Com este estudo, a equipa de Nuno Faria descreve o seu novo método que consegue "gerar genomas de vírus em menos de 48 horas", graças a "um aparelho portátil que cabe na palma da mão", e que permitiu à sua equipa produzir cerca de metade de todos os dados em apenas uma semana. Um avanço enorme, se se pensar "que há menos de três anos este processo era moroso, caro e apenas disponível em poucas instituições brasileiras".

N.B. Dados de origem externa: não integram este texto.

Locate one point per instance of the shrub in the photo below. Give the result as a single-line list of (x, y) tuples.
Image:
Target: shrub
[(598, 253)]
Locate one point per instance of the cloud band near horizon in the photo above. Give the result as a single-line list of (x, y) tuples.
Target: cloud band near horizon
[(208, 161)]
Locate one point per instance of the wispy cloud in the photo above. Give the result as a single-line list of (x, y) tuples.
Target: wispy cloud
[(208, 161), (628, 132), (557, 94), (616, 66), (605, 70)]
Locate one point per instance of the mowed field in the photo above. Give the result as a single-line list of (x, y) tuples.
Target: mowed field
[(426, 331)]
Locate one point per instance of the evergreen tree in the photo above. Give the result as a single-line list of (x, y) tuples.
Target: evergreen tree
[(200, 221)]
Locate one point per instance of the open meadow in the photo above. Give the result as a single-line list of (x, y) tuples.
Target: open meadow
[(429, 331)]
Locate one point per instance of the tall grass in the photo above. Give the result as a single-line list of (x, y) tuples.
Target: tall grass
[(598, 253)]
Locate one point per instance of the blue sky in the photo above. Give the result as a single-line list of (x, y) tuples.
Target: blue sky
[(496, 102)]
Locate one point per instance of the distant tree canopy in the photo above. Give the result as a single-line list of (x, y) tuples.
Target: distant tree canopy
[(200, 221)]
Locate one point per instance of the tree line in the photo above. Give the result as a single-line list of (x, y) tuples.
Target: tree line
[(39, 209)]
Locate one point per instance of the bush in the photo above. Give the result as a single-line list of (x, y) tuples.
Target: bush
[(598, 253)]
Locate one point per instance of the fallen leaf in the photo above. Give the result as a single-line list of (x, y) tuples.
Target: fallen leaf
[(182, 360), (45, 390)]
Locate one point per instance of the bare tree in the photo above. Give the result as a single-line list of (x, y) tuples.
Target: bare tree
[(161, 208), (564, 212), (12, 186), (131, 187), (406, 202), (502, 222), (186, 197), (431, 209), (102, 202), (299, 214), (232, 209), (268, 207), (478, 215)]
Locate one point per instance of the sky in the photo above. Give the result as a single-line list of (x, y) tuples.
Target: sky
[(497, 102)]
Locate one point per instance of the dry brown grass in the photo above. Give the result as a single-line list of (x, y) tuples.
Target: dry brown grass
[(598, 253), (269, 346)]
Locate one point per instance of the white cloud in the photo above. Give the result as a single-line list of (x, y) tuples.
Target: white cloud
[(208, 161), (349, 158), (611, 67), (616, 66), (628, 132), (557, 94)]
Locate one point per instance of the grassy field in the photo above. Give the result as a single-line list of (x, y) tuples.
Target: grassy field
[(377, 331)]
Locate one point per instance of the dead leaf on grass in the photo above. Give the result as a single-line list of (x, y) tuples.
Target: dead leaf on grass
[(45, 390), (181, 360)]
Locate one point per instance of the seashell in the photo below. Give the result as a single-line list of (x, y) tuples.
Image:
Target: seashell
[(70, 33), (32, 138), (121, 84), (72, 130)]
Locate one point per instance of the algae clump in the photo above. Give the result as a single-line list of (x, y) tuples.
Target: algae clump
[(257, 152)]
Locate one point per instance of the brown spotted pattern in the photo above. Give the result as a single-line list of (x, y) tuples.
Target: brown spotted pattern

A mudança é enorme e pode no futuro ser decisiva para a monitorização, e quem sabe, a erradicação desta doença. "As ferramentas genómicas e epidemiológicas desenvolvidas neste estudo podem facilmente ser disponibilizadas nos laboratórios centrais de saúde pública para otimizar estratégias de combate a epidemias futuras de febre-amarela ou de outros vírus em tempo real", garante Nuno Faria.
"A febre-amarela mata cerca de 125 pessoas por dia no mundo, e apesar de haver uma vacina extremamente eficaz, existem ainda 400 milhões de pessoas não vacinadas em áreas em risco de transmissão", explica Nuno Faria.
Esse foi, de resto, um dos fatores que acabou por favorecer a maior dimensão deste último surto da doença no Brasil, que infetou mais de duas mil pessoas, 676 das quais morreram.
Depois de surgir em Minas Gerais, em Julho 2016, o vírus acabou por se espalhar rapidamente "em populações locais de mosquitos silvestres e primatas não humanos, a uma velocidade média de 3,3 km por dia e em direção às grandes cidades de São Paulo e Rio de Janeiro", possivelmente em resultado "do transporte de mosquitos infetados em camiões, ou tráfico ilegal de primatas não humanos", conta o investigador. E explica: "As nossas análises mostram que os casos de febre-amarela em humanos [naquela primeira fase] ocorreram sobretudo em homens, na maioria trabalhadores rurais que viviam em média a cinco quilómetros de áreas florestadas e que, infelizmente, não tinham sido vacinados".
A dimensão que o surto acabou por atingir fica a dever-se, muito provavelmente, a uma conjugação de fatores, "que incluem as alterações climáticas, a intensa desflorestação na região Amazónica e a falta de vacinação em municípios que já não tinham casos de febre-amarela há muitas décadas".
Para Nuno Faria, além das novas tecnologias genómicas que passam a estar disponíveis para a monitorização desta e de outras doenças transmitidas por mosquitos, a publicação do artigo na revista Science tem também a grande vantagem de dar "visibilidade à investigação em febre-amarela, que é necessária para atrair mais investigação e financiamento, de forma a eliminar futuros surtos no mundo", garante.
"Apesar de ser um dos agentes patogénicos mais importantes na história humana, a investigação em febre-amarela tem sido subfinanciada, quando comparada com outras doenças", diz.
Pela sua parte, vai continuar a trabalhar nesse sentido. Em projeto tem já a criação de uma rede integrada de vigilância genética, molecular e epidemiológica de vírus transmitidos por mosquitos, como zika, dengue, chikungunya e febre-amarela, entre o Brasil, Angola e Cabo Verde. "Quanto mais rapidamente soubermos o que circula num lado do mundo, mais depressa poderemos preparar-nos para um surto no outro lado do Atlântico", conclui.